Hubby literally pulls off two squares in a demonstration to show me how 'much' i need to use. I tell him to shove it... literally!

... Will look out for the headline.... ;)
 
Mine's a toilet roll nazi aswell!! I mean bloody hell if you need it you need it, there really is no way to cut back on it is there!!

When I got home from work today the kids have told me that "dad's been in a mood this morning". The tale they have told me is that he went in the fridge to get something out to make for lunch, and stood there wittering about how the fridge is "full of cake and crap and no actual food". This concerned me, I know we need to do a shop, it's the weekend after all, but the fridge being "full" of cake and crap? Not to my knowledge, so I checked. The sum total of cake and crap is half a tiramisu and a chocolate orange. We're hardly overflowing with confectionary!!! By all accounts he's spent the day wittering that we need to get our priorities right and stop buying crap and buy some actual food.

I swear he's getting worse every year. When we met all those years ago he
was funny, light hearted, laid back. quite frankly he's now a shadow of his former self and I love him dearly but the urge to beat him to death with his own shoes is growing stronger by the day.

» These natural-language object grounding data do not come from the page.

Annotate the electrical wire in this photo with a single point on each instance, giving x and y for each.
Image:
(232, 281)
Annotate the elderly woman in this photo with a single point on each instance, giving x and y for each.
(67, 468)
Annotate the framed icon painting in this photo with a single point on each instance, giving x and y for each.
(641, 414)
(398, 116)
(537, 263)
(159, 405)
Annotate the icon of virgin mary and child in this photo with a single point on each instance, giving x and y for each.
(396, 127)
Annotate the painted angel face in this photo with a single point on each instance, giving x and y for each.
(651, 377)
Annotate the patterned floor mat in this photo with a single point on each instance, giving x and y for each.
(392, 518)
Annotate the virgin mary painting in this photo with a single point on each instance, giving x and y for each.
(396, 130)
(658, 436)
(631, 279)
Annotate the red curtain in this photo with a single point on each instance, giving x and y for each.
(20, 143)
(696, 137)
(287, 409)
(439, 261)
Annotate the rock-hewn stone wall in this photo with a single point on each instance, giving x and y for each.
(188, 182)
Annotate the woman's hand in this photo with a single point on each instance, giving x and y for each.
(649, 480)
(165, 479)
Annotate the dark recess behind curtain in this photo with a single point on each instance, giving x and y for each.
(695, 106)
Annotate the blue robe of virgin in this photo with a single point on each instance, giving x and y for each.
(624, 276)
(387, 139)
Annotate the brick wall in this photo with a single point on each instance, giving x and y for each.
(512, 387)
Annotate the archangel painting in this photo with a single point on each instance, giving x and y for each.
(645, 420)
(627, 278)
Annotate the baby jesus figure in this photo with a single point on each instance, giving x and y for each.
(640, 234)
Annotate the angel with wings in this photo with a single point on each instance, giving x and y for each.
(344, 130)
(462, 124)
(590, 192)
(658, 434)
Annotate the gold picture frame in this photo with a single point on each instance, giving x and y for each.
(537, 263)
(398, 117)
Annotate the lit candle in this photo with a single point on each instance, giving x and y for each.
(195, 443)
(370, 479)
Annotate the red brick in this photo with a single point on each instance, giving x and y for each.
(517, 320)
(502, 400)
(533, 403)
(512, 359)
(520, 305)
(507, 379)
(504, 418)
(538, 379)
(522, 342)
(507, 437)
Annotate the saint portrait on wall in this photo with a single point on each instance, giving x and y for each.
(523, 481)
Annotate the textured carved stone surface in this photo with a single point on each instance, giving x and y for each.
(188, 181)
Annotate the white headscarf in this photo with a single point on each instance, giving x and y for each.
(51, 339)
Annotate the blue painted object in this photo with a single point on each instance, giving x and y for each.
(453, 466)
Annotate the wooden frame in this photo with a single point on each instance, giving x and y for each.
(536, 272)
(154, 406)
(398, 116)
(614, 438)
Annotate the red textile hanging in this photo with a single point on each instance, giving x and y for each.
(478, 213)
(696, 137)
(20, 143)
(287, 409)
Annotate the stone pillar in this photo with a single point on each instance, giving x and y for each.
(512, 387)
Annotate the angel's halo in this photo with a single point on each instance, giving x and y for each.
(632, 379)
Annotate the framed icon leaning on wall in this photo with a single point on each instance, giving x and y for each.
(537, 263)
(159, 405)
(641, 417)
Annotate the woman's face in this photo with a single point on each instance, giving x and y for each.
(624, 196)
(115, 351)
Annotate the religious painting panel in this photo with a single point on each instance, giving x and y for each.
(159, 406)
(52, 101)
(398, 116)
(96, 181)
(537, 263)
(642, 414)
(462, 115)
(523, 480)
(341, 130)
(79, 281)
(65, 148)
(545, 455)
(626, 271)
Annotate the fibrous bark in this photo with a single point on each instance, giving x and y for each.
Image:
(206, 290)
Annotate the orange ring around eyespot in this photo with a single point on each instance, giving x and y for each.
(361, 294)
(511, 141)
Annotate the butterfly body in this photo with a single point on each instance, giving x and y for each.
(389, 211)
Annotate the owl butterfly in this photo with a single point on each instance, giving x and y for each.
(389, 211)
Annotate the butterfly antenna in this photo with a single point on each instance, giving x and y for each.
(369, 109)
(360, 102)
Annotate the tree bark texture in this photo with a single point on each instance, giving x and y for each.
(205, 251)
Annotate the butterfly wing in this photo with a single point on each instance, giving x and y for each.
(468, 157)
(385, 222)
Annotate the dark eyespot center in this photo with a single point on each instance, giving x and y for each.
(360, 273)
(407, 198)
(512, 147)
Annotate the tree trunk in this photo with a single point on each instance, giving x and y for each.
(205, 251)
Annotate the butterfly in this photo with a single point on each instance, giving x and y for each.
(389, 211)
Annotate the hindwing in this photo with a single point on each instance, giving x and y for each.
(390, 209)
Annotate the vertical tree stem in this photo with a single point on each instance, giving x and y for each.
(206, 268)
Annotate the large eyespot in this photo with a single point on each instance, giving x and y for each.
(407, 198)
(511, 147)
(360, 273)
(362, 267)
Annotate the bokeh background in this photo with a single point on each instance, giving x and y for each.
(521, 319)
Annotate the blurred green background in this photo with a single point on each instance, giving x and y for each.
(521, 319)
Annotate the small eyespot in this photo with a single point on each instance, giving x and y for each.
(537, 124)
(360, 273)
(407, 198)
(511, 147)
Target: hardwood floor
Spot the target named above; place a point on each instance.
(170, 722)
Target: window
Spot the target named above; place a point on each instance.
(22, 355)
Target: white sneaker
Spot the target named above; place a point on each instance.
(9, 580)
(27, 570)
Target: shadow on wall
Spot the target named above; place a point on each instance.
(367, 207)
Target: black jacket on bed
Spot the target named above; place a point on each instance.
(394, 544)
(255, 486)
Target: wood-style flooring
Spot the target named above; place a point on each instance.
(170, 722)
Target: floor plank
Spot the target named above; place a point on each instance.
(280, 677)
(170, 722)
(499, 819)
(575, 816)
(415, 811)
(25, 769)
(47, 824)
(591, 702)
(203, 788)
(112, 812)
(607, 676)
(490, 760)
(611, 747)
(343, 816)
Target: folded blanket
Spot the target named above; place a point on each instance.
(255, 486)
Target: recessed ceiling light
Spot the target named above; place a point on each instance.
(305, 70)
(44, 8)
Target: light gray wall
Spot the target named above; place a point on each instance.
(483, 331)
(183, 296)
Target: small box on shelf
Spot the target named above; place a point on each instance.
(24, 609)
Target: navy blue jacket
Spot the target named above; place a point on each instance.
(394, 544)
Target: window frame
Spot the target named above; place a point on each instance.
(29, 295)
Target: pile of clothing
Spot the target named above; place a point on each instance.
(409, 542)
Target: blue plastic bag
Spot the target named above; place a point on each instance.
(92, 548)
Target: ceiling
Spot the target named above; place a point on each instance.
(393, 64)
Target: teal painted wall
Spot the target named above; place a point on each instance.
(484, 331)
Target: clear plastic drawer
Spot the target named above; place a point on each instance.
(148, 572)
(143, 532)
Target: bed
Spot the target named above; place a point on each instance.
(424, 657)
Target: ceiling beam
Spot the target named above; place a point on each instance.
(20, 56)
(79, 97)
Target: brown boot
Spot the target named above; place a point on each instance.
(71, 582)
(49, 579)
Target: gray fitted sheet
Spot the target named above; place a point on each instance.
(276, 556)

If you see a news headline anytime soon that says "Bradford woman gives husband hollywood wax while he sleeps in revenge attack" that'll be me.

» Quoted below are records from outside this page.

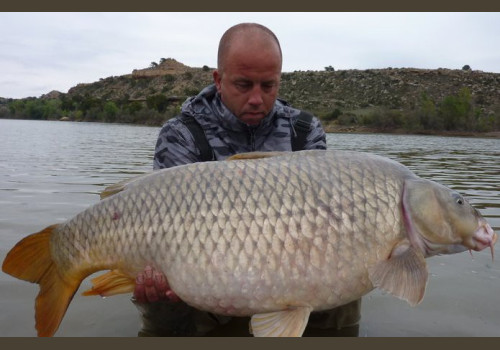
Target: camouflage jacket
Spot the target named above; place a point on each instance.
(226, 134)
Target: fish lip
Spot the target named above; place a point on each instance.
(483, 237)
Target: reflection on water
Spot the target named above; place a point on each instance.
(49, 171)
(468, 165)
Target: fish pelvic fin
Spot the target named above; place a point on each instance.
(287, 323)
(403, 275)
(111, 283)
(31, 260)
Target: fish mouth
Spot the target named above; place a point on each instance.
(483, 238)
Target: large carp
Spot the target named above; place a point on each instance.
(273, 236)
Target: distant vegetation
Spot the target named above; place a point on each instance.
(404, 100)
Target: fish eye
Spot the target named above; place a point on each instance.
(459, 200)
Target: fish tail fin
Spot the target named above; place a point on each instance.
(31, 260)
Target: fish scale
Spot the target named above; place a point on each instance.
(274, 237)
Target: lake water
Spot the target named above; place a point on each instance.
(50, 171)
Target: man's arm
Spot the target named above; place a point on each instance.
(316, 139)
(175, 146)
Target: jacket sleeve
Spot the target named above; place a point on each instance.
(175, 146)
(317, 137)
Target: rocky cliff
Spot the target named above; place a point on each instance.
(318, 91)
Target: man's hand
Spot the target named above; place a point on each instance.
(151, 286)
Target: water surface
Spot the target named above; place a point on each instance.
(50, 171)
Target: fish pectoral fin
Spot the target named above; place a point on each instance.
(287, 323)
(255, 155)
(111, 283)
(404, 274)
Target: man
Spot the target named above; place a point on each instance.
(239, 113)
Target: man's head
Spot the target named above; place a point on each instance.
(248, 71)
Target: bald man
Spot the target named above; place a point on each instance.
(240, 112)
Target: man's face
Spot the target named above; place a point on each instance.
(250, 80)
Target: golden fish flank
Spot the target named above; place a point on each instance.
(273, 236)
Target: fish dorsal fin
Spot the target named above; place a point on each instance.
(286, 323)
(111, 283)
(120, 186)
(404, 274)
(255, 155)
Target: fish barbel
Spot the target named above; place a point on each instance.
(273, 236)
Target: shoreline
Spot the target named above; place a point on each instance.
(336, 129)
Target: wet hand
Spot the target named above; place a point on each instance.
(152, 286)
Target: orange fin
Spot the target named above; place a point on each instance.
(255, 155)
(30, 260)
(111, 283)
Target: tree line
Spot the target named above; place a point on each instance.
(452, 113)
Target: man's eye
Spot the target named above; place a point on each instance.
(243, 85)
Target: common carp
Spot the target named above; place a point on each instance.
(273, 236)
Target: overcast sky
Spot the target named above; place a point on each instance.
(41, 52)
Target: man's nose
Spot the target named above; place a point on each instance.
(255, 97)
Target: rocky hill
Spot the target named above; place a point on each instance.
(318, 91)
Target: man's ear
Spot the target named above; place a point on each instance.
(217, 79)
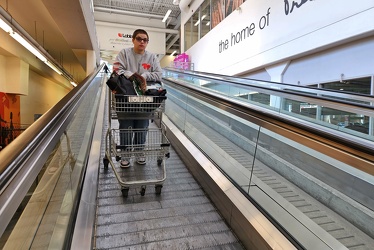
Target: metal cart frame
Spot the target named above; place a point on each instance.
(155, 148)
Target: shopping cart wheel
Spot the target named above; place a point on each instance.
(142, 191)
(125, 191)
(159, 161)
(158, 189)
(106, 162)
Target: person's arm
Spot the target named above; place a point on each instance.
(155, 72)
(120, 64)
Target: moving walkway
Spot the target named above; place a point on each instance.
(267, 176)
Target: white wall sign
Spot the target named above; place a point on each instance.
(262, 33)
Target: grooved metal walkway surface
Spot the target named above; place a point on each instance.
(181, 217)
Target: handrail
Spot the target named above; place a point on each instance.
(25, 156)
(281, 87)
(350, 141)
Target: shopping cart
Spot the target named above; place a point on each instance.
(155, 149)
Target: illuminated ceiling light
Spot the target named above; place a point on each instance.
(5, 26)
(166, 16)
(53, 67)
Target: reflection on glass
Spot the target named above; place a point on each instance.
(42, 221)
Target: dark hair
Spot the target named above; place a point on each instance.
(139, 31)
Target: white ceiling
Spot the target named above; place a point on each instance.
(64, 28)
(150, 9)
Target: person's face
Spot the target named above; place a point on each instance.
(140, 42)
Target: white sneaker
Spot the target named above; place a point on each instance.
(140, 160)
(124, 163)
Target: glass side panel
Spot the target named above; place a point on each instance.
(44, 217)
(293, 101)
(286, 178)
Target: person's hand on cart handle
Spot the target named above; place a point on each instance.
(139, 81)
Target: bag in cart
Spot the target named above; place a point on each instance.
(119, 84)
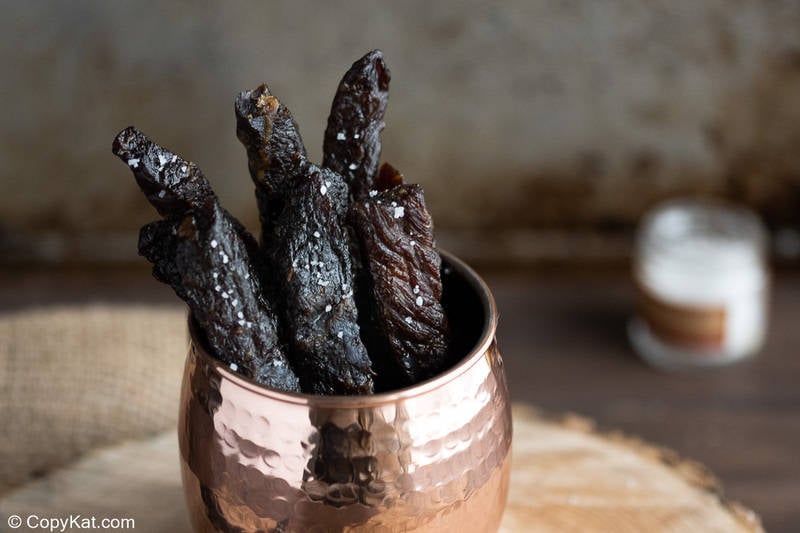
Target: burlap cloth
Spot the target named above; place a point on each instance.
(76, 377)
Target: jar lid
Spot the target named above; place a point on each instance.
(701, 250)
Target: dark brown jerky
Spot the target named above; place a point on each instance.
(199, 247)
(274, 147)
(201, 256)
(388, 177)
(352, 145)
(396, 238)
(172, 184)
(312, 257)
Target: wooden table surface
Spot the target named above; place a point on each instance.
(563, 340)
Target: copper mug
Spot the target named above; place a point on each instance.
(432, 457)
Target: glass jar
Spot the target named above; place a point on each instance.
(702, 285)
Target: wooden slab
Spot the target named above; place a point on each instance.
(565, 477)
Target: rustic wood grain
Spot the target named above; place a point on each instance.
(565, 478)
(563, 341)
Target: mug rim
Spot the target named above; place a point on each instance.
(474, 355)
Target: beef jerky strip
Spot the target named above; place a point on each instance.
(352, 145)
(396, 239)
(274, 149)
(312, 257)
(177, 188)
(205, 262)
(173, 185)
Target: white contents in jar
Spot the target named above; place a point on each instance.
(702, 285)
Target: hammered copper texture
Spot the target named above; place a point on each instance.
(434, 457)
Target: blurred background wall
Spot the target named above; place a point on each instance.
(540, 130)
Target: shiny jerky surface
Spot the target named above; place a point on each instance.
(408, 322)
(352, 144)
(274, 148)
(311, 256)
(432, 457)
(209, 260)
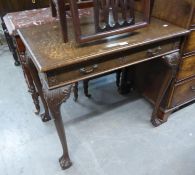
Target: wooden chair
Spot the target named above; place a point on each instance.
(122, 12)
(123, 21)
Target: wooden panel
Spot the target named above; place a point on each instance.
(187, 68)
(184, 92)
(44, 38)
(174, 11)
(190, 43)
(108, 64)
(7, 6)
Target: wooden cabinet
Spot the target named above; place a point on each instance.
(187, 68)
(184, 88)
(7, 6)
(184, 92)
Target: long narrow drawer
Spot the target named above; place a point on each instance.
(109, 63)
(184, 92)
(190, 43)
(187, 68)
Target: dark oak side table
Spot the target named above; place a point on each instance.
(56, 65)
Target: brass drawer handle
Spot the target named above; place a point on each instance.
(88, 70)
(154, 52)
(193, 88)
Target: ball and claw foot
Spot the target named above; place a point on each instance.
(65, 163)
(76, 98)
(17, 63)
(37, 111)
(45, 117)
(156, 122)
(88, 95)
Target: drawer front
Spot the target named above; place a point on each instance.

Lmao that's soo funny.My oh moans at our daughter all the time for using so much toilet roll.I come in from work and go to the loo,reach for the toilet roll nothing left,so I shout downstairs where's the toilet roll he shouts back we haven't got any because Billie keeps using it all she makes bloody toilet roll boxing gloves to wipe her backside.Baring in mined she's 7 and struggles with the bum wiping thing and hasn't got to grips with how much bog roll she's supposed to use lol.
 
Lmao that's soo funny.My oh moans at our daughter all the time for using so much toilet roll.I come in from work and go to the loo,reach for the toilet roll nothing left,so I shout downstairs where's the toilet roll he shouts back we haven't got any because Billie keeps using it all she makes bloody toilet roll boxing gloves to wipe her backside.Baring in mined she's 7 and struggles with the bum wiping thing and hasn't got to grips with how much bog roll she's supposed to use lol.

ah bless her, but where's the harm in her using a bit more loo roll than usual till she gets the hang of it? It's not very expensive is it!

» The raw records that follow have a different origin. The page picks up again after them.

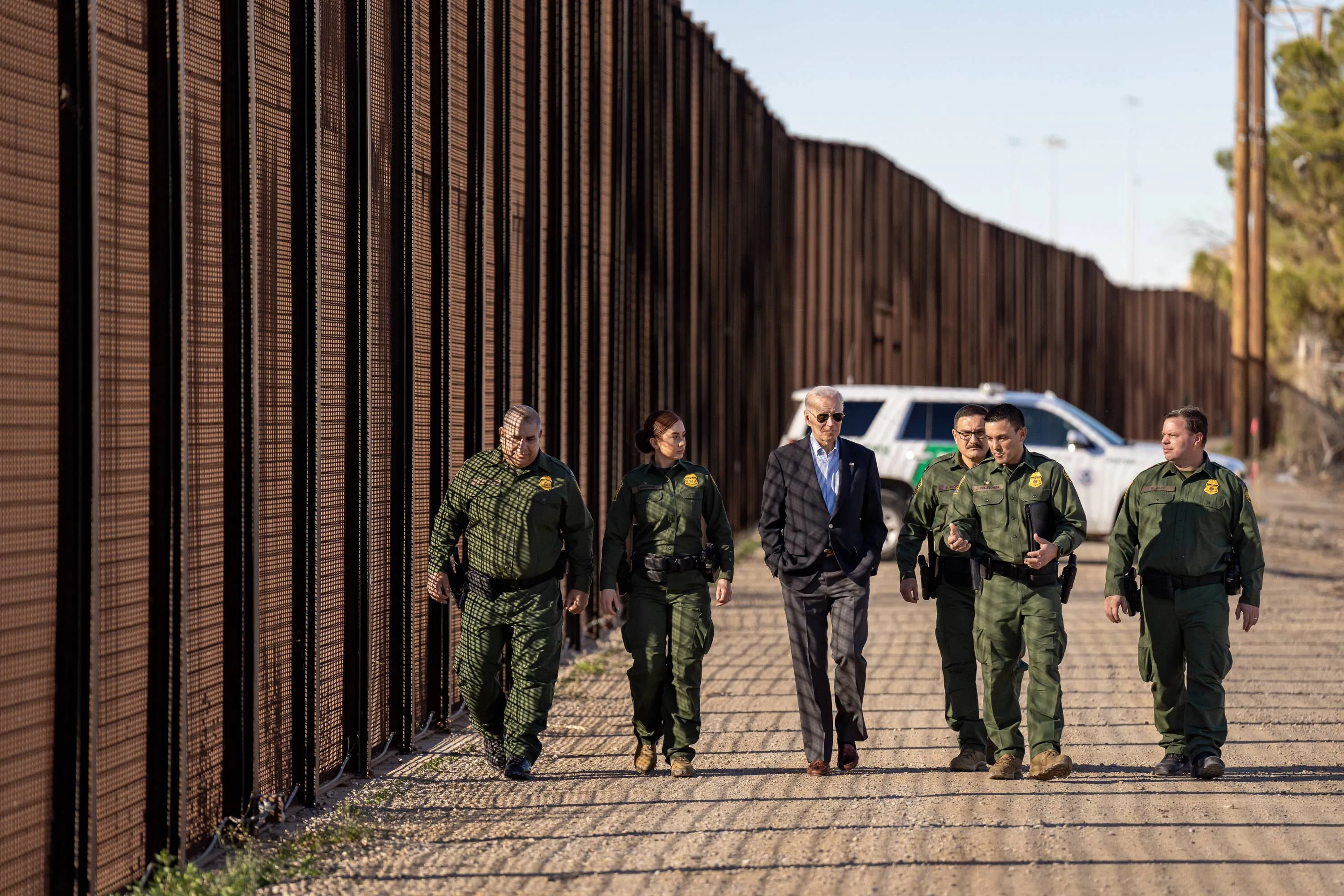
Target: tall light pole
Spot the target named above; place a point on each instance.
(1132, 103)
(1054, 144)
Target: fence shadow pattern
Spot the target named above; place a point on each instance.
(272, 271)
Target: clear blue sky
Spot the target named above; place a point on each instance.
(941, 86)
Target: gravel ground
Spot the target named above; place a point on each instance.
(753, 823)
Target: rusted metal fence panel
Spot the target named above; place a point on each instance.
(29, 406)
(969, 303)
(336, 238)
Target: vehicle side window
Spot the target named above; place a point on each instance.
(1045, 429)
(858, 417)
(941, 421)
(917, 422)
(929, 421)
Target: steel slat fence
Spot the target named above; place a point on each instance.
(335, 240)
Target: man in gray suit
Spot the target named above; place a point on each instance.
(822, 534)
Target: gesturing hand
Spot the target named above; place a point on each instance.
(576, 601)
(909, 591)
(725, 593)
(1046, 552)
(437, 587)
(1248, 614)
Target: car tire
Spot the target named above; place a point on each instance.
(894, 505)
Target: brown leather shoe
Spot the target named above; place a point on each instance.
(1007, 769)
(1049, 765)
(849, 759)
(969, 759)
(646, 759)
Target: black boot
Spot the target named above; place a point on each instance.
(1172, 763)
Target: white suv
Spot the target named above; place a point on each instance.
(908, 426)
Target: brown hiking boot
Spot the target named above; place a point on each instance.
(1049, 765)
(969, 759)
(1007, 769)
(646, 759)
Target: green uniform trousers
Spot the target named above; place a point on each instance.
(1185, 653)
(667, 632)
(1011, 616)
(530, 624)
(957, 648)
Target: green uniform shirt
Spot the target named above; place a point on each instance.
(991, 501)
(667, 508)
(515, 519)
(1185, 524)
(929, 511)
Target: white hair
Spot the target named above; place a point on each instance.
(823, 392)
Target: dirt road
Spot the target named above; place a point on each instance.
(752, 823)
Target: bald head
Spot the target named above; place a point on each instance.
(521, 436)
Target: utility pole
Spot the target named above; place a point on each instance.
(1241, 190)
(1258, 249)
(1055, 144)
(1133, 190)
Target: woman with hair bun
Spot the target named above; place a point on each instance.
(668, 628)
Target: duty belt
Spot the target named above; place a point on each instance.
(492, 587)
(1163, 585)
(955, 571)
(1025, 574)
(663, 564)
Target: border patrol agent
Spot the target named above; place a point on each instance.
(947, 577)
(1190, 527)
(1021, 513)
(523, 519)
(670, 628)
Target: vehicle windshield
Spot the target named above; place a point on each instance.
(1101, 429)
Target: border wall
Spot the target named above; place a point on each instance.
(271, 271)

My other half will moan about the toilet roll crisis, then go out with his mates and spend £40 on beer!! They are very selective sometimes when it comes to being economical
 
ah bless her, but where's the harm in her using a bit more loo roll than usual till she gets the hang of it? It's not very expensive is it!

My other half will moan about the toilet roll crisis, then go out with his mates and spend £40 on beer!! They are very selective sometimes when it comes to being economical

This is what I say or I say well if you were to assist in the bottom wiping it wouldn't happen.lol

So after she uses the toilet roll he dosnt go and buy any and I have to wipe with a cotton pad or something then go buy some lmao.